Things change quickly in the U.S. distributed solar market. While in 2016 SolarCity had more than twice the market share in the third-party solar space than its nearest rival, Sunrun, new data released by GTM Research indicates that Sunrun displaced Tesla/SolarCity as the leader in this segment in the third quarter of 2017.
In terms of numbers, Sunrun deployed 80 MW of third-party systems during Q3, compared to only 59 MW at Tesla/SolarCity.
This is the first time this has happened, and there are multiple reasons behind the shift. And while both shrinking installations since Tesla’s acquisition of SolarCity and the new company’s withdrawal from the third-party solar space are the largest factors, Sunrun remains the only of the “big three” U.S. residential solar companies that has continued to grow even as the overall residential market has contracted during 2017.
And as it has done so, Sunrun has held onto the third-party solar model, where it owns the PV systems installed on customer homes and either sells the electricity through a power contract or leases systems to homeowners. According GTM Research data, third-party solar still represents more than 80% of Sunrun’s deployments, whereas nearly half of Tesla/SolarCity’s deployments are direct sales.

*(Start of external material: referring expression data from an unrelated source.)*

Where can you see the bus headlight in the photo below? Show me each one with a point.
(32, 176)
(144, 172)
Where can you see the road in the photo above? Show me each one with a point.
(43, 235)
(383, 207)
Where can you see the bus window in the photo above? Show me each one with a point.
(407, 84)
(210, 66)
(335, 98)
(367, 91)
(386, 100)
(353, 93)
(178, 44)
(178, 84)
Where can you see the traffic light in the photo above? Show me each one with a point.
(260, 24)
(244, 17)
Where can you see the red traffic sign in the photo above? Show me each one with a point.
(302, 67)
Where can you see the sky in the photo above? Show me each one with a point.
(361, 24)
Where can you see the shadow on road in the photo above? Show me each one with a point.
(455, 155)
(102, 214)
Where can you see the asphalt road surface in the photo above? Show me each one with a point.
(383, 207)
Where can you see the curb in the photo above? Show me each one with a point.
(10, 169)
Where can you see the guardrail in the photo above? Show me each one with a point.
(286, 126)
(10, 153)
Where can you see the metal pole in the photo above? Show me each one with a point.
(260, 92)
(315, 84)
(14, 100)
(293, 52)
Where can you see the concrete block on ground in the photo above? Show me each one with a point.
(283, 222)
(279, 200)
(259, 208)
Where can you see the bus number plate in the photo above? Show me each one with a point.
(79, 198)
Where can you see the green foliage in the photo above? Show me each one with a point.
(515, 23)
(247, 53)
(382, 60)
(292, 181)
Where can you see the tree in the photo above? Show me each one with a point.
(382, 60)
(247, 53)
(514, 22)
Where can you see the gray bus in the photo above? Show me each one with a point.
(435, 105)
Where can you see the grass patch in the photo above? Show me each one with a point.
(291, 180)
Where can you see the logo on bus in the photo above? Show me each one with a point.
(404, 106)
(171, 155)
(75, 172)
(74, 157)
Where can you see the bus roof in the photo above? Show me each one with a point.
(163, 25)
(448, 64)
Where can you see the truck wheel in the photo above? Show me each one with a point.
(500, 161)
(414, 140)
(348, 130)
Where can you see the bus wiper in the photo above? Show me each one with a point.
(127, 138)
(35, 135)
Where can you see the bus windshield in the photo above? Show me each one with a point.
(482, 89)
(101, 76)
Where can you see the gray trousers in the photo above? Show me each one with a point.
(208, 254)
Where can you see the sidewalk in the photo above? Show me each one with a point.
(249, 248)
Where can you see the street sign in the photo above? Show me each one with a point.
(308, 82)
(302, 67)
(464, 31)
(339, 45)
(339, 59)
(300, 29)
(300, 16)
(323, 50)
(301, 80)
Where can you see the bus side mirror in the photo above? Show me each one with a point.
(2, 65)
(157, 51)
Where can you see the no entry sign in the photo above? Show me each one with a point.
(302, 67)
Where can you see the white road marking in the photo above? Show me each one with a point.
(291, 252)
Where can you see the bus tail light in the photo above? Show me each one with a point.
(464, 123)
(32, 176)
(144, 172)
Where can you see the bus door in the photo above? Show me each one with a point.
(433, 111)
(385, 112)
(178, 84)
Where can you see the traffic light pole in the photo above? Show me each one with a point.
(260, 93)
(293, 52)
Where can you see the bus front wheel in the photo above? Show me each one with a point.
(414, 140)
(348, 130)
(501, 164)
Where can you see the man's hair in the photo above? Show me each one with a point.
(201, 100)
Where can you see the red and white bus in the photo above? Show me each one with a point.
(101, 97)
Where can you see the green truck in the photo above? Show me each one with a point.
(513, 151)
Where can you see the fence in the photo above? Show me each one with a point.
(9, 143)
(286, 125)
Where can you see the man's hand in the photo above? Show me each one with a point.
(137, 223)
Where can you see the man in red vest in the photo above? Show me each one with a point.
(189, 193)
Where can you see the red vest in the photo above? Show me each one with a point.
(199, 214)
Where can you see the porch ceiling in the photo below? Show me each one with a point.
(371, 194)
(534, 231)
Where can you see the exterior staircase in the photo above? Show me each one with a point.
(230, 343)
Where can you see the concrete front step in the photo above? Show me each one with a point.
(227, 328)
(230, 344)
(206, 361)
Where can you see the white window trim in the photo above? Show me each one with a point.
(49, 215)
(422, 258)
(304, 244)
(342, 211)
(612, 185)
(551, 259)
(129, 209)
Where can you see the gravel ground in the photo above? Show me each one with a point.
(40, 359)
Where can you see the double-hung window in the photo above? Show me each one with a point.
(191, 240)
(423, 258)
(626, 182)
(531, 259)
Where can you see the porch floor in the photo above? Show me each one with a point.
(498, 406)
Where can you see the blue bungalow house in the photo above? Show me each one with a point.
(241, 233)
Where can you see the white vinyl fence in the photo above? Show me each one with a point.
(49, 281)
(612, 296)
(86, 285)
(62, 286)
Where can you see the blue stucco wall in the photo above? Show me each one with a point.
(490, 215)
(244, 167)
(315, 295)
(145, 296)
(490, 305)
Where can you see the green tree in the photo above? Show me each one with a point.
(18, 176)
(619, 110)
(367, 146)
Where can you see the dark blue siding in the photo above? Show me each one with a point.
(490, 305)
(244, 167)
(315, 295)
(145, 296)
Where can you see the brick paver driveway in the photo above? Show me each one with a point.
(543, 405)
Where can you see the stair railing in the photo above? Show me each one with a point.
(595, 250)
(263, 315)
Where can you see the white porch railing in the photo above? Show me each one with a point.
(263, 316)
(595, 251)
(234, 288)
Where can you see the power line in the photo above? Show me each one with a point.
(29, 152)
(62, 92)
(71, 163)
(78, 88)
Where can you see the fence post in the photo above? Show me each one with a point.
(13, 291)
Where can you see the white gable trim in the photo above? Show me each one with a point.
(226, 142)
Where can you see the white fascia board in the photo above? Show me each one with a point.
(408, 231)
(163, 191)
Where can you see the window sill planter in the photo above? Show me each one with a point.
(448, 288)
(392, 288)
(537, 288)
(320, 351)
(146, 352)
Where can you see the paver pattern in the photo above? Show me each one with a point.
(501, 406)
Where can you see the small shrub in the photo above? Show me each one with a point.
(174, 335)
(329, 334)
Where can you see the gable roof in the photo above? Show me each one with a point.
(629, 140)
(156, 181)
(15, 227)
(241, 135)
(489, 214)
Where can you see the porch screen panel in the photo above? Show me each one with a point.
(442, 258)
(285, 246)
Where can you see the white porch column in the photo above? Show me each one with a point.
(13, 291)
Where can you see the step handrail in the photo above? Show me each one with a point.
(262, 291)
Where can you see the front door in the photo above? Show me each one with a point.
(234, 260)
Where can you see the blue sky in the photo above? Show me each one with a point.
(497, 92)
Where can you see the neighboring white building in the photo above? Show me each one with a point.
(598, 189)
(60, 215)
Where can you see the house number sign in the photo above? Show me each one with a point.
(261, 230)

This does not mean that Sunrun has outpaced Tesla/SolarCity in overall deployments. It is unclear who the current leader is in the residential space, due to Tesla’s lack of interest in disaggregating its deployments, however the 109 MW of solar deployed in Q3 by Tesla/SolarCity in both residential and commercial and industrial sectors is still higher than the 90 MW deployed by Sunrun, which only operates in the residential space.
However, given the ongoing growth of Sunrun dwindling sales at Tesla/SolarCity, it is possible that Sunrun could become the the largest distributed solar installer in 2018.